What are the main challenges you come up against as an actor?
Being mixed-race is a huge problem. It got to the stage where I told my agent I no longer wanted to go to auditions because I kept getting told I’m “not Chinese enough” because people are so fixated on what their vision of Chinese is, or certainly what it can be. There’s a view that you can’t be authentically East Asian if you don’t look like the guy in their local takeaway. It’s deeply inaccurate, and to accept it would mean boxing myself out of my own heritage, so it can be soul destroying at times.
Do you feel a responsibility to address these problems with your own work?
Yes, no doubt about it. You’ve already touched upon the lack of East Asian creatives there are to aspire to. There was an actress who once said, “If you’re not typecast, you’re not working.” I agree with this entirely, so imagine what it’s like trying to get work when there’s no real stereotype or archetypal role for somebody like you.
Do you ever doubt publicly addressing these issues through fear of suffering further discrimination?
This was definitely a thing until a few years ago. But when I’d gone almost half a decade without landing a suitable job, something clicked inside of me and I became much more outspoken. I’m just not sure a submissive attitude wins the day.
You recently made a short film titled Finding Akira, which tackles the subject of utter cultural ignorance during a casting. It’s excellent, and what is a very serious topic is disguised with some first-rate comedy. Was this a conscious decision?

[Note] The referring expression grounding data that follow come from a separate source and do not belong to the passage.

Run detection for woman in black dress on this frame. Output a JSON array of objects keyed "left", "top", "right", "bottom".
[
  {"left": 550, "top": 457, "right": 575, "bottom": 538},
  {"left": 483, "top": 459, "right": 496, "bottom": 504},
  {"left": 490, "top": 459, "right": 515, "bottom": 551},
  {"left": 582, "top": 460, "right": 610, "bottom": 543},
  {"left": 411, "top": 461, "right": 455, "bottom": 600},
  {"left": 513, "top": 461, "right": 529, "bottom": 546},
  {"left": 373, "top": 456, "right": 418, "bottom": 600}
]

People get very defensive on the subject of whether they’re casting diversely. Also, an audience doesn’t want to be lectured. I’m not naïve, and I know the subject of race can make fools of us all if we’re heard saying the wrong thing at the wrong time, so comedy felt like the right way to go. Also, having been through countless auditions, I have to say I find them inherently comical, so the film really just lent itself to the genre.
What are your main frustrations with the world of casting?
People who know me well often compare me to Paddy Considine and Stephen Graham, which I think is a fairly astute summary of my acting style. But there’s no way I can label myself this way because the moment somebody sees me, they see my dual heritage. So I feel decisions are made that rule me out of roles before I’ve even had the chance to showcase my ability.
What can we expect to see from you next?
I’ve written a play titled Forgotten, which is about to go on a run in Plymouth, and will then be playing at the Arcola Theatre between 23rd October – 17th November this year.
Where can we stay posted on your projects?
I’m a fairly active Tweeter, so by all means follow me on there.
What do you feel about the term “BAME”?
I have no strong feelings either way. There’ll never be a term that satisfies everyone. When people say they want to be seen as “just an actor/writer/director” though rather than an Asian actor/writer/director, I don’t know if I agree with that. My view is that we should all be embracing our heritage, and I’d actually feel guilty if I ignored it in my work.
We’d very much like to thank Daniel for his time, as well as his willingness to openly discuss his views on a challenging but hugely important topic. Fingers crossed, we’ll be collaborating with him again in the near future!